Metadata-Version: 2.1
Name: qiskit-alt
Version: 0.1.7
Summary: Julia backend for Qiskit
License: Apache
Platform: UNKNOWN
Classifier: Framework :: Django
Classifier: License :: OSI Approved :: Apache Software License
Classifier: Programming Language :: Python :: 3
Description-Content-Type: text/markdown
License-File: LICENSE.txt

# qiskit_alt

## qiskit_alt

This Python package uses a backend written in Julia to implement high performance features for
standard Qiskit. This package is a proof of concept with little high-level code.

Installing and managing Julia and its packages is automated. So you don't need to learn anything about Julia
to get started.

The highlights thus far are in [benchmark code](./bench/), which is
presented in the demonstration notebooks.
There is one [demonstration notebook using `pyjulia`](./demos/qiskit_alt_demo.ipynb)
and another [demonstration notebook using `juliacall`](./demos/qiskit_alt_demo_jc.ipynb).

The main application-level demonstration is computing a qubit Hamiltonian as a `qiskit.quantum_info.SparsePauliOp`
from a Python list specifiying the molecule geometry in the same format as that used by `qiskit_nature`.

* The Jordan-Wigner transform in qiskit_alt is 30 or so times faster than in qiskit-nature.
* Computing a Fermionic Hamiltonian from pyscf integrals is several times faster, with the factor increasing
  with the problem size.
* Converting an operator from the computational basis, as a numpy matrix, to the Pauli basis, as a `qiskit.quantum_info.SparsePauliOp`,
  is many times faster with the factor increasing rapidly in the number of qubits.

You might want to skip to [installation instructions](#installation-and-configuration-notes)

### Table of contents

* [Motivations](./Motivations.md)

* [Demonstration](#demonstration)
    * [Zapata demo of Jordan-Wigner transformation in Julia](https://www.youtube.com/watch?v=-6VfSgPXe4s&list=PLP8iPy9hna6Tl2UHTrm4jnIYrLkIcAROR); The
      same thing as the main demonstration in qiskit_alt.

* [Installation and configuration notes](#installation-and-configuration-notes)

    * [Compilation](#compilation) Compiling a system image to eliminate compilation at run time.

    * [Using qiskit_alt](#using-qiskit_alt) First steps.

    * [Manual Steps](#manual-steps) Details of automatic installation.

* [Julia Packages](#julia-packages) Julia packages that qiskit_alt depends on.

* [Troubleshooting](#troubleshooting)

* [Communication between Python and Julia](#communication-between-python-and-julia) Options for the language interface.

* [Development](./Development.md). Instructions for developing qiskit_alt.


## Demonstration

* There are a few demos in this [demonstration benchmark notebook](./demos/qiskit_alt_demo.ipynb)
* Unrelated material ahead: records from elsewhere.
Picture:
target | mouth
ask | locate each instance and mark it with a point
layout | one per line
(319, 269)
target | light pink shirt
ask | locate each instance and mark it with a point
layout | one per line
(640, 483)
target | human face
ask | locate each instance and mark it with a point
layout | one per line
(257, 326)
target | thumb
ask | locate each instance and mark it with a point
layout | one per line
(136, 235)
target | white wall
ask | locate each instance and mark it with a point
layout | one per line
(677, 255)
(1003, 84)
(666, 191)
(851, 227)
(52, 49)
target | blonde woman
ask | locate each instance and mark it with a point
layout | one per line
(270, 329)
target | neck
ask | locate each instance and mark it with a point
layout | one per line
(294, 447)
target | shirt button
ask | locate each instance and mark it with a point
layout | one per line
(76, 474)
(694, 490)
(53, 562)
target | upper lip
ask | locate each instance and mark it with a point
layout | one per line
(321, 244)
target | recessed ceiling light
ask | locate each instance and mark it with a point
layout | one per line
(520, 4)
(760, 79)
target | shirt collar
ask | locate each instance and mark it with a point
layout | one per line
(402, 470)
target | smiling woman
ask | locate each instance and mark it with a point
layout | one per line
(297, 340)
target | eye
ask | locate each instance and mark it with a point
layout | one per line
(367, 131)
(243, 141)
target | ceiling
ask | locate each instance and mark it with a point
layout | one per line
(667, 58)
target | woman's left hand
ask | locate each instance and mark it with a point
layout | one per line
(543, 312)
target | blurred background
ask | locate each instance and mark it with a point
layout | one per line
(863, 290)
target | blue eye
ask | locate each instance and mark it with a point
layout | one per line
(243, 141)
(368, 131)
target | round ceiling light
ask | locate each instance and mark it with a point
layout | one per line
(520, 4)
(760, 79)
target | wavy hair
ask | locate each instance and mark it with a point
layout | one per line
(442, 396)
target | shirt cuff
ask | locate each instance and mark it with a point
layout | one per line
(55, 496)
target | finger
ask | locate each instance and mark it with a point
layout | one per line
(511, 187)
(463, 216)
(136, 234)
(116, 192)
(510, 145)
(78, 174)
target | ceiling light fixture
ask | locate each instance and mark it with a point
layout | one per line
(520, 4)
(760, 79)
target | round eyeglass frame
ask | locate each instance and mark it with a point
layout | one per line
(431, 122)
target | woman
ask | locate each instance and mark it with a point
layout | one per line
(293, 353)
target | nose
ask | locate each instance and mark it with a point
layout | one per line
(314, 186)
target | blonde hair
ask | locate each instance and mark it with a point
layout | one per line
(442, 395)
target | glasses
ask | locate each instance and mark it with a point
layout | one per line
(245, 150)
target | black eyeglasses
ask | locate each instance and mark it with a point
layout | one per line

* The [benchmark code](./bench/) is a good place to get an idea of what qiskit_alt can do.

* Here are [some demonstration notebooks](https://github.com/Qiskit-Extensions/QuantumOpsDemos) of the Julia packages behind `qiskit_alt`.

* [Zapata demo of Jordan-Wigner transformation in Julia](https://www.youtube.com/watch?v=-6VfSgPXe4s&list=PLP8iPy9hna6Tl2UHTrm4jnIYrLkIcAROR); The
  same thing as the main demonstration in qiskit_alt. This is from JuliaCon 2020.

## Installation and Configuration Notes

### Basic

* `qiskit_alt` is available on pypi: `pip install qiskit_alt`

* Complete installation by running `import qiskit_alt` followed by `qiskit_alt.project.ensure_init()`. See [`julia_project`](https://github.com/jlapeyre/julia_project)
  for more information.

    * If no Julia executable is found, `jill.py` will be used to download and install it. It is *not* necessary
      to add the installation path or symlink path to your search PATH to use julia from qiskit_alt.
      Before offering to install Julia, `qiskit_alt` will search for julia as [described here](./Install_Julia.md).

    * The Julia packages are installed the first time you run `qiskit_alt.project.ensure_init()` from Python. If this fails,
      see the log file qiskit_alt.log and the [manual steps](#manual-steps) below.

* Check that the installation is not completely broken by running benchmark scripts, with the string "alt" in the name:
```sh
python ./bench/run_all_bench.py
```
Note that the folder `bench` is not included when you install via `pip install qiskit_alt`.
But it can be [downloaded here](./bench/).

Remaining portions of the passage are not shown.